Space Time slices for moving objects

Computer Vision

Video Object Reconstruction

Objective: Take a 2D video sequence of a real intersection, and post-process it to track all the moving objects. Then represent the scene on a 3D model animation for further analysis of visual theories.

Accomplishment:  It was possible to reconstruct a very approximate 3D model of the scene for objects involved in a 2D video sequence of a vehicular intersection. This was made possible via a process of manual digitization of key frames from a 10 s video, and making general assumptions of vehicle and street dimensions from satellite maps.

Digitizing a 2D Video to a 3D animation - 30 frames

Simulations in 3D

Bike Simulations

Objective: Create simple simulations for multiple robot bikes in a virtual intersection as a point of reference for further exploration of coordinated behaviour and obstacle avoidance algorithms.

Accomplishments: Several simulations of multiple bikes were developed in SketchUp along with simple turn and tilt dynamics. This was useful for the development of some Ruby code to control turning commands.

Some visualizations were helpful to get valuable insights about interactions between agents, especially the "Follow the lider" simulation. The absence of visual algorithms proved how dangerous it is to drive under those conditions.

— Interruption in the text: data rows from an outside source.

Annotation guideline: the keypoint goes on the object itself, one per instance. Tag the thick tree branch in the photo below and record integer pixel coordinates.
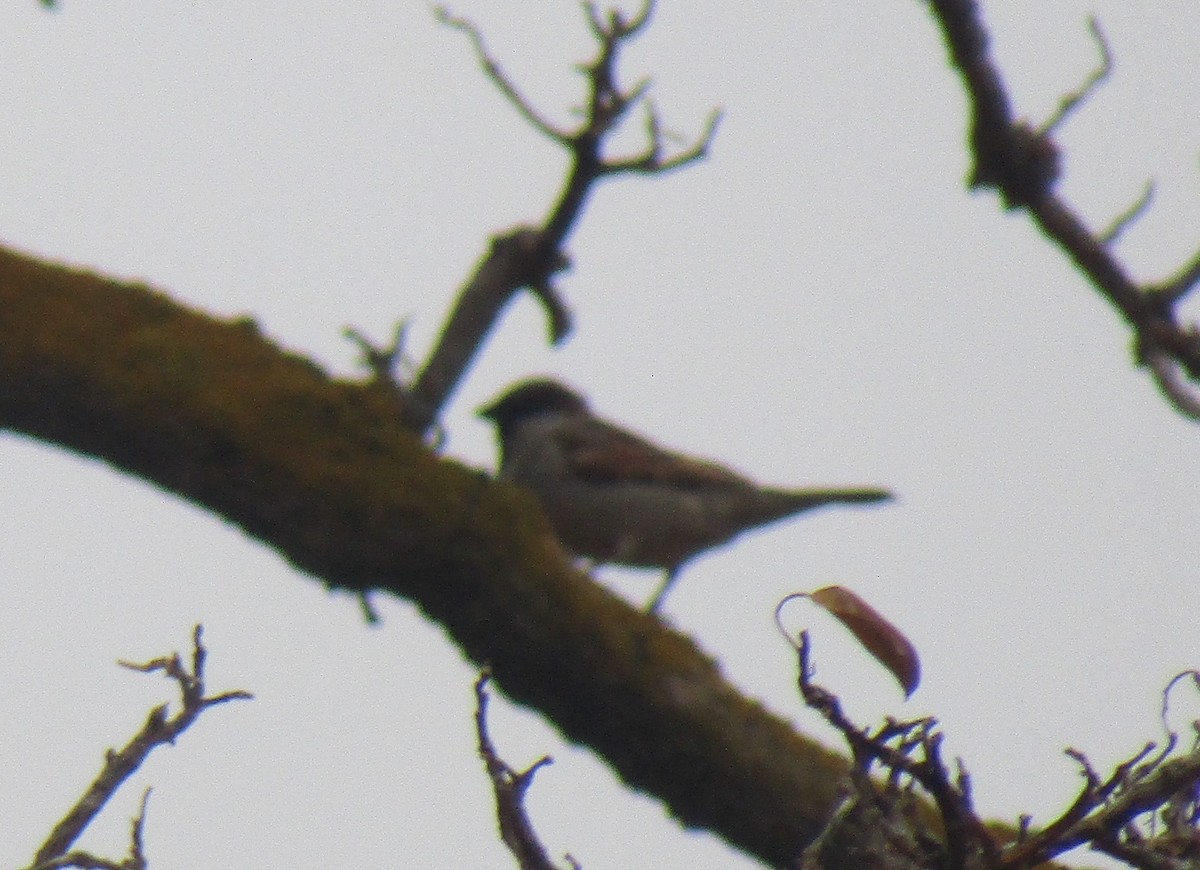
(328, 474)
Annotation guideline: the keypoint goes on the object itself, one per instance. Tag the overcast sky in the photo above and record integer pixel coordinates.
(820, 303)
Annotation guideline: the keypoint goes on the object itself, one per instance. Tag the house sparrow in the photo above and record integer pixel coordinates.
(613, 497)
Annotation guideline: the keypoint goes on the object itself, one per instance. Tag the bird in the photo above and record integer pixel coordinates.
(613, 497)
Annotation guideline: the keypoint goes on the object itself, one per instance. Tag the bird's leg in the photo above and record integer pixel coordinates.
(669, 577)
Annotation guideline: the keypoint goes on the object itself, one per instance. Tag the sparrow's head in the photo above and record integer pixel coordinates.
(531, 399)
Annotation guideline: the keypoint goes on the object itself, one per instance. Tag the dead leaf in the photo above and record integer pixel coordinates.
(881, 639)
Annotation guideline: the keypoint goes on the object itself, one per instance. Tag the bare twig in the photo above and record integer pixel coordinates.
(120, 765)
(1023, 165)
(1075, 99)
(529, 257)
(510, 786)
(1121, 222)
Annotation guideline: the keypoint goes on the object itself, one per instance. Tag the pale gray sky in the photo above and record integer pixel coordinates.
(820, 303)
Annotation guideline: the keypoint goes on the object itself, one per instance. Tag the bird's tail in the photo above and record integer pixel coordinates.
(777, 504)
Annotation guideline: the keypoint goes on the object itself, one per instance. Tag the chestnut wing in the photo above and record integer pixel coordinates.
(604, 454)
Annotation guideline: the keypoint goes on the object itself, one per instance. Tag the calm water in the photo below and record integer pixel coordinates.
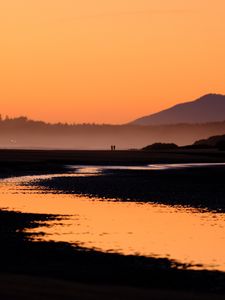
(184, 234)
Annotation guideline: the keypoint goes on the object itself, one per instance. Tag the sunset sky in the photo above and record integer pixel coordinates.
(108, 61)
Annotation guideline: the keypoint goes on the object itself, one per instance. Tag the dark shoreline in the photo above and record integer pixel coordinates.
(62, 261)
(201, 187)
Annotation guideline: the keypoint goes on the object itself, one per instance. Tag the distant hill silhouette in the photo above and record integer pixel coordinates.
(24, 133)
(209, 108)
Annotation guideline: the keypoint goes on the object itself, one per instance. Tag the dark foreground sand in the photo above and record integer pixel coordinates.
(57, 271)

Robot motorcycles simulation - 1/2
Robot motorcycles simulation - 2/2
Bicycle motion simulation 1/2
Bicycle motion simulation 2/2
Robot bike simulation - Follow the leader

Computer Vision

Locus of Zero Retinal Flow

Objective: Visualize how the Locus of Zero Retinal Flow is realized by an observer who is moving and it is fixating on a target. This is an important visual cue that may be useful for obstacle avoidance.

Accomplishment: Some simulations were produced on SketchUp and was verified that for a moving observer who is fixating on a target, objects move right or left of the retina (screen) depending if they are inside or outside the circle of zero flow in the world.

Locus of Zero Flow (1/3) - Top View
Locus of Zero Flow (2/3) - Fixed Observer
Locus of Zero Flow (2/3) - Eye Retinal View

Digital Fabrication

Tetrahedral Spherical Connector

Objective: The main idea is to build physical structures (the Voronoi dual mesh) from a 3D tetrahedral solid model using very simple elements.

AccomplishmentA simple tetrahedral 4 way connector was simulated in SketchUp using just two elements. Within the individual connector, rod angles can be fixed with internal screws at will. In addition some Ruby code algorithms allows the optimal alignment of connectors with their neighbors.

Future Work: 3D printing of samples and a software interface to derive the instructions for humans to 3D print any structure.